Ob es durch das Apnoetauchen zu wiederholten akuten Sauerstoffmangelsituationen mit Schädigungen des Gehirns oder anderer Organe kommen kann, ist wissenschaftlich noch nicht geklärt. Es ist unwahrscheinlich, jedoch nicht völlig auszuschließen.

Eindringlich muss an dieser Stelle vor jeder Art von Selbstversuchen gewarnt werden! Gefährlich am Luftanhalten sind nicht nur ungesicherte Tauchgänge, sondern auch Versuche an Land. Eine Bewusslosigkeit ist ohne schnelle und erfahrene Hilfeleistung eine lebensbedrohliche Situation. Es besteht akute Lebensgefahr, von Selbstversuchen ist grundsätzlich abzuraten!

Physiologie des Tieftauchens

Das Tieftauchen unter Apnoe stellt auf Grund komplexer physikalischer und physiologischer Zusammenhänge eine extreme Herausforderung an einen Freitaucher dar. Die Apnoeleistung wird durch die Fähigkeit zum Druckausgleich, sowie durch einen ökonomisierten Sauerstoffverbrauch beschränkt.

Der Taucher hat bei einem Tieftauchgang kaum Möglichkeiten, einen Versuch frühzeitig zu beenden. Er muss ja in jedem Fall zurück an die Wasseroberfläche. Der Taucher trifft deshalb die Entscheidung über die maximale Tiefe bereits vor dem Abtauchen. Im Leistungsport wird die Länge des Orientierungsseils genau auf die anvisierte Tiefe eingestellt. Eine Sicherungsleine verbindet den Taucher mit diesem Führungsseil.
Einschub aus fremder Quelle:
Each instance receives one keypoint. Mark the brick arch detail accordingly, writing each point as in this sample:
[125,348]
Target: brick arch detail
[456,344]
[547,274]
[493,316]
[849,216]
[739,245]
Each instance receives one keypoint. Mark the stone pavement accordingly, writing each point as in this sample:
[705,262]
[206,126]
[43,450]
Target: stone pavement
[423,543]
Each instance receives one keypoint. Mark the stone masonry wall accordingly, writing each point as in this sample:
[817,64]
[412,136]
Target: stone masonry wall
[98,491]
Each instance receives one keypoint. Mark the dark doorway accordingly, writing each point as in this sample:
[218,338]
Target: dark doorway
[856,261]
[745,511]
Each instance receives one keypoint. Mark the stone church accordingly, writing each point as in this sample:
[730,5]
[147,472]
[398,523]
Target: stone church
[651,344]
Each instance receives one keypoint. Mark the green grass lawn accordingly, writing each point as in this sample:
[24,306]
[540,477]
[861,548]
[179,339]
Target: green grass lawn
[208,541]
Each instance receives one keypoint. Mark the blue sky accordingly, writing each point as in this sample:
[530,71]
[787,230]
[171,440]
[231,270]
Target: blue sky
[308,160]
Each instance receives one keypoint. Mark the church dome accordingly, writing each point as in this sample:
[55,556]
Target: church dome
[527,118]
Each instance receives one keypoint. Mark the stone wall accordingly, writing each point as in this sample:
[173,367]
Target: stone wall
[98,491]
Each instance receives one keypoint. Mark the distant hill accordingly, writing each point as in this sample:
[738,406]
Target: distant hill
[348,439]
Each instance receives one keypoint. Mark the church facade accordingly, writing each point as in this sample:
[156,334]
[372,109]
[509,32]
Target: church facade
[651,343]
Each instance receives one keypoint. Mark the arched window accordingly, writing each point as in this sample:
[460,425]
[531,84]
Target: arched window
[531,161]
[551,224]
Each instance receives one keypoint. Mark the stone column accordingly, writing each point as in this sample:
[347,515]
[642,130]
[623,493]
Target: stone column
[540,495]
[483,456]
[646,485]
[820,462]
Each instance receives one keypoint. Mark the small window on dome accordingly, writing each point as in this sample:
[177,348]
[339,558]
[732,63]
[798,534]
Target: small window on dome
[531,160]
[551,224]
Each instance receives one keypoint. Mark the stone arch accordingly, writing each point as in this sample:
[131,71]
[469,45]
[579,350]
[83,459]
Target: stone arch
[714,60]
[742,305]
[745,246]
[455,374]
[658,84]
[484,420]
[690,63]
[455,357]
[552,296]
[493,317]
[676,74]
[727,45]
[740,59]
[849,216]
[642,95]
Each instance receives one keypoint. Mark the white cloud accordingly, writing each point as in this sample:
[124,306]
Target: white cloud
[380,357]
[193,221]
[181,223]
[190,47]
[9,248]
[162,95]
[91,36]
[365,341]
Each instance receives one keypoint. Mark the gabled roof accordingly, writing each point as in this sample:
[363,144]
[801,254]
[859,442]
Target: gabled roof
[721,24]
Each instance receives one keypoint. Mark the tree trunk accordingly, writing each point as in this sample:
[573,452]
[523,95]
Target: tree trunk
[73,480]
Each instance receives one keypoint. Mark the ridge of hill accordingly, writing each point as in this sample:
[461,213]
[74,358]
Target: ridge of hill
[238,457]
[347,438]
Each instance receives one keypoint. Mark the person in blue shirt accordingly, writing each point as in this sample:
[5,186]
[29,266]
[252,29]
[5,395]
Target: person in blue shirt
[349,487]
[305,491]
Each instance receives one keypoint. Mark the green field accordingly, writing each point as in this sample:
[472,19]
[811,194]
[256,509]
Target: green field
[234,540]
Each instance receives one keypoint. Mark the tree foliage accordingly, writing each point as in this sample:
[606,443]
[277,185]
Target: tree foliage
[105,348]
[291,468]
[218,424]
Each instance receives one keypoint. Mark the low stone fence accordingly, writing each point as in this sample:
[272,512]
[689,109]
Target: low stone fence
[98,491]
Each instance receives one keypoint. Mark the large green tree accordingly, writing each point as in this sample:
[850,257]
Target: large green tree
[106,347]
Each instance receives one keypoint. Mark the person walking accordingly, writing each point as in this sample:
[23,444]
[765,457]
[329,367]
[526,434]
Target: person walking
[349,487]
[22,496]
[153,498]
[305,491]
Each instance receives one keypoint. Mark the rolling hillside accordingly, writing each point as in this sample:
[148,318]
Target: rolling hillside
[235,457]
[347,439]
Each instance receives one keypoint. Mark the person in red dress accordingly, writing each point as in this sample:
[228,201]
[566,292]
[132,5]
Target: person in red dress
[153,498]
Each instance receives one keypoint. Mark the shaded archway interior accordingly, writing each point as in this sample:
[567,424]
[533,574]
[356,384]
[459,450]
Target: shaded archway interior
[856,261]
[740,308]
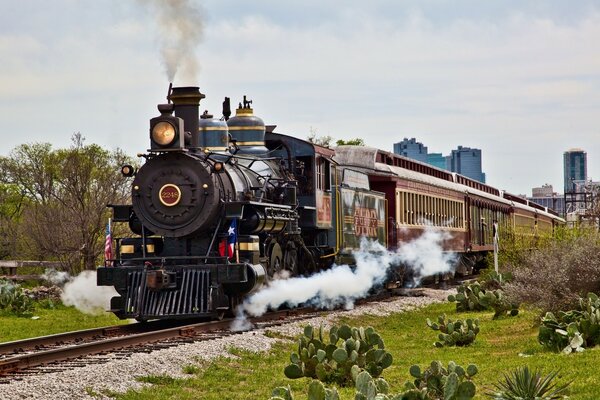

In der Tiefe steigt der Umgebungsdruck, je –10 m um etwa +1 Bar (zum Vergleich: Autoreifen = 2 Bar). Diese Druckzunahme wirkt auf alle luftgefüllten Körperhöhlungen. Mit zunehmender Tiefe wirken aber auch Veränderungen der Gaspartialdrücke auf die physiologischen und neurologischen Vorgänge im Körper (Tiefenrausch u. ä.). Der Druckunterschied macht sich vor allem durch einen heftigen Schmerz im Ohr bemerkbar. Das Trommelfell reagiert sehr schmerzempfindlich und würde ohne Druckausgleich bereits nach wenigen Metern reißen. Andere druckschmerzempfindliche Körperhöhlungen sind Stirn- und Kiefernhöhlen. Der Taucher muss den Luftdruck in diesen Körperhöhlungen deshalb häufig gegen den Außendruck angleichen. Hierzu presst er wiederholt Luft aus seinen Lungen in die Höhlungen. Die Lunge selbst ist jedoch bereits in ca. 25 bis 35 m Tiefe auf das Volumen bei maximaler Ausatmung komprimiert. Um ohne Verletzungen dennoch tiefer zu tauchen, muss der Taucher seinen Körper anpassen und komplizierte Ausgleichstechniken erlernen. Durch spezielle Übungen lässt sich unter anderem die Elastizität des Brustkorbs, des Zwerchfells und der Zwischenrippenmuskulatur verbessern. Zum anderen entwickelt sich aber auch die Fähigkeit der Lunge, sich dem zunehmenden Druck durch Anreicherung von Blut und Lymphflüssigkeit im Gewebe anzupassen. Dieser Prozess, der „Bloodshift“ genannt wird, wird von vielen tauchenden Säugetieren wie Robben und Walen genutzt.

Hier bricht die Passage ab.